A program that does a great deal of calculation and relatively little I/O will not see much benefit from concurrent processing. If a calculation has a budget of 28 minutes of computation, then interleaving the operations in different ways won't have a dramatic impact. Using eight cores may cut the time by approximately one-eighth. The actual time savings depend on the OS and language overheads, which are difficult to predict. Introducing concurrency will not have the kind of performance impact that a better algorithm will have.

When a calculation involves a great deal of I/O, then interleaving CPU processing with I/O requests will dramatically improve performance. The idea is to do computations on some pieces of data while waiting for the OS to complete the I/O of other pieces of data. Because I/O generally involves a great deal of waiting, an eight-core processor can interleave the work from dozens of concurrent I/O requests.
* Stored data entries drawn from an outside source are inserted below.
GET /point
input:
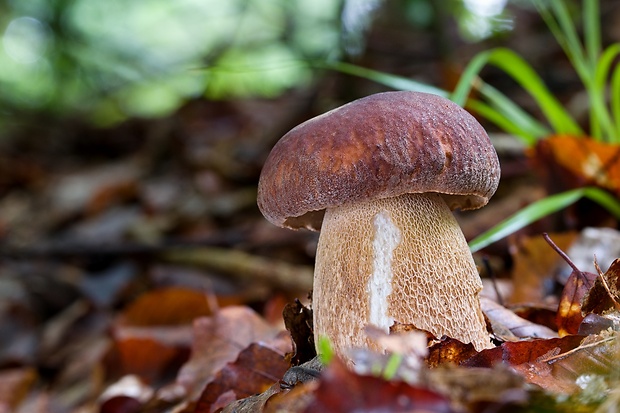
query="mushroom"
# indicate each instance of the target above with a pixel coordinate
(379, 177)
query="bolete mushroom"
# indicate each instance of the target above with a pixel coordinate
(379, 177)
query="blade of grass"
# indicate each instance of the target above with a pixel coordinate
(507, 115)
(517, 68)
(615, 97)
(502, 121)
(541, 209)
(563, 28)
(513, 112)
(602, 123)
(386, 79)
(592, 30)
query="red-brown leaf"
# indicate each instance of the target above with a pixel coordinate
(342, 391)
(255, 370)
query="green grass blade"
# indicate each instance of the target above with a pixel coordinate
(615, 97)
(604, 199)
(469, 77)
(529, 125)
(500, 120)
(592, 30)
(541, 209)
(568, 38)
(517, 68)
(386, 79)
(601, 120)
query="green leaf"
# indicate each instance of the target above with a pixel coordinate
(541, 209)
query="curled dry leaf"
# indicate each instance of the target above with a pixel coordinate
(533, 267)
(14, 386)
(565, 371)
(521, 352)
(569, 316)
(341, 390)
(150, 352)
(510, 327)
(449, 351)
(582, 161)
(217, 341)
(476, 389)
(298, 322)
(605, 293)
(256, 369)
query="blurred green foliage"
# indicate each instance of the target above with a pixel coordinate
(113, 59)
(117, 58)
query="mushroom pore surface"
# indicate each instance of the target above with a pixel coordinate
(402, 259)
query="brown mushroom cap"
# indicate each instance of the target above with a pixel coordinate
(380, 146)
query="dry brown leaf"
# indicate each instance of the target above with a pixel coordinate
(605, 294)
(256, 369)
(534, 264)
(341, 390)
(167, 306)
(569, 315)
(217, 341)
(510, 327)
(298, 322)
(583, 161)
(563, 370)
(150, 352)
(449, 351)
(14, 386)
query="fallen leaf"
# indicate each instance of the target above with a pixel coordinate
(479, 389)
(583, 161)
(560, 370)
(298, 322)
(520, 352)
(341, 390)
(166, 306)
(449, 351)
(14, 386)
(294, 400)
(150, 352)
(569, 316)
(217, 341)
(256, 369)
(510, 327)
(533, 268)
(605, 293)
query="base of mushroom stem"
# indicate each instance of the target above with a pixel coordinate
(401, 259)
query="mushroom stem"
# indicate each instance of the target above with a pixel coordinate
(401, 259)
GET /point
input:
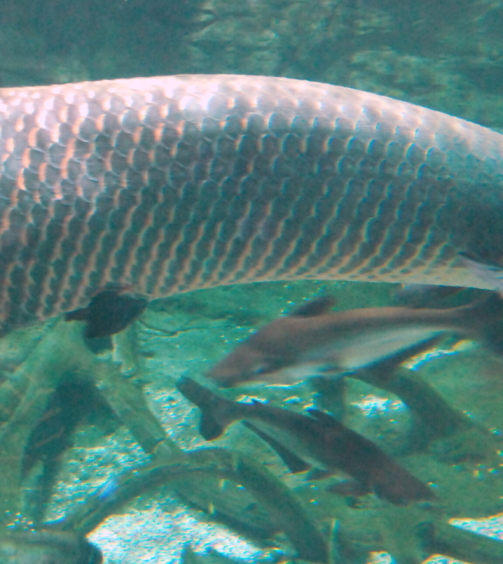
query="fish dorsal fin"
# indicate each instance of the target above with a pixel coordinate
(315, 307)
(325, 418)
(293, 462)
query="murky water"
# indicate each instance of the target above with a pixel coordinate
(84, 463)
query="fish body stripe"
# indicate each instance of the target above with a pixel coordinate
(170, 184)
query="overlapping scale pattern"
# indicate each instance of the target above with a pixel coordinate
(174, 183)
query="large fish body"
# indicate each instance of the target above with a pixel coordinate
(308, 343)
(169, 184)
(318, 440)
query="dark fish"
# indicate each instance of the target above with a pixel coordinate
(317, 440)
(109, 312)
(301, 345)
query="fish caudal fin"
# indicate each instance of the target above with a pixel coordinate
(212, 424)
(487, 318)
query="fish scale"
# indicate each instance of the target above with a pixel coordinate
(169, 184)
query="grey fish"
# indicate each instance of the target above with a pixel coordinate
(316, 440)
(47, 548)
(314, 341)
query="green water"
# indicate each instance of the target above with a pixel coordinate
(445, 55)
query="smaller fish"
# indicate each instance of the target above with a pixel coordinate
(315, 341)
(108, 312)
(47, 548)
(315, 441)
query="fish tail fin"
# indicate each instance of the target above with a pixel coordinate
(215, 412)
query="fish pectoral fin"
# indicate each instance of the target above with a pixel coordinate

We have two approaches to interleaving computation and I/O. They are as follows:

  • We can create a pipeline of processing stages. An individual item must move through all of the stages where it is read, filtered, computed, aggregated, and written. The idea of multiple concurrent stages is to have distinct data objects in each stage. Time slicing among the stages will allow computation and I/O to be interleaved.
  • We can create a pool of concurrent workers, each of which we perform all of the processing for a data item. The data items are assigned to workers in the pool and the results are collected from the workers.
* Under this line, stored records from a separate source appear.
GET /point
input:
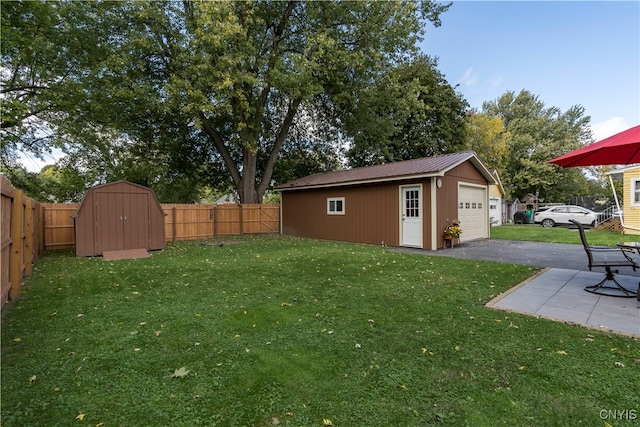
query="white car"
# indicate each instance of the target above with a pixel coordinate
(562, 214)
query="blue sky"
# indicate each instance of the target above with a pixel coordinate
(567, 53)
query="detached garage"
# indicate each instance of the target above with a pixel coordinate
(120, 216)
(397, 204)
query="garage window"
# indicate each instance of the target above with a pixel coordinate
(335, 206)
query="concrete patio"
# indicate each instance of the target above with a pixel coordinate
(558, 294)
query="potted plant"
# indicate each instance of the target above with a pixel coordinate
(453, 231)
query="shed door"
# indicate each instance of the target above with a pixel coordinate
(122, 221)
(411, 211)
(473, 212)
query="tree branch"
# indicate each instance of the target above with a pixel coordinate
(277, 146)
(222, 149)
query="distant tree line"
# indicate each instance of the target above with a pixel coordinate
(196, 99)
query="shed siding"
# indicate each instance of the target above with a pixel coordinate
(372, 211)
(371, 214)
(447, 196)
(118, 216)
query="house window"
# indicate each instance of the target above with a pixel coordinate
(635, 192)
(335, 206)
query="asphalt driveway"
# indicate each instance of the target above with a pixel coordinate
(556, 293)
(554, 255)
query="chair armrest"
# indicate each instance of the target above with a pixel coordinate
(604, 249)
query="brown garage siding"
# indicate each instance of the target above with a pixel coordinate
(447, 207)
(371, 214)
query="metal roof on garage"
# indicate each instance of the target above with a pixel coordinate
(416, 168)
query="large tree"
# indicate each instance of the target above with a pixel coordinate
(409, 112)
(224, 83)
(535, 134)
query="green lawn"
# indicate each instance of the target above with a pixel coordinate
(275, 330)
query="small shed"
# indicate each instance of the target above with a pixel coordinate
(118, 216)
(406, 203)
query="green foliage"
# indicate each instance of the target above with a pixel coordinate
(209, 92)
(409, 112)
(300, 331)
(534, 135)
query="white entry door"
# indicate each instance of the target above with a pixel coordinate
(411, 211)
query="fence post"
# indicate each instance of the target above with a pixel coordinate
(28, 237)
(215, 221)
(175, 225)
(15, 264)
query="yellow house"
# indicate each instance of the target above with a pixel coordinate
(630, 198)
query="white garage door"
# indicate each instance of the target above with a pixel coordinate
(472, 212)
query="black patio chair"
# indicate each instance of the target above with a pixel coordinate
(597, 256)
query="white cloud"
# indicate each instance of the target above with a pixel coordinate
(608, 127)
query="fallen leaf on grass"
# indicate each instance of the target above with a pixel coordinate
(179, 373)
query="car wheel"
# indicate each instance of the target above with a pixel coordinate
(548, 223)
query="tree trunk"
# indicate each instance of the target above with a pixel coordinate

The differences between these approaches aren't crisp; there is a blurry middle region that's clearly not one or the other. It's common to create a hybrid mixture where one stage of a pipeline involves a pool of workers to make that stage as fast as the other stages. There are some formalisms that make it somewhat easier to design concurrent programs. The Communicating Sequential Processes (CSP) paradigm can help design message-passing applications. Packages such as pycsp can be used to add CSP formalisms to Python.

I/O-intensive programs often gain the most dramatic benefits from concurrent processing. The idea is to interleave I/O and processing. CPU-intensive programs will see smaller benefits from concurrent processing.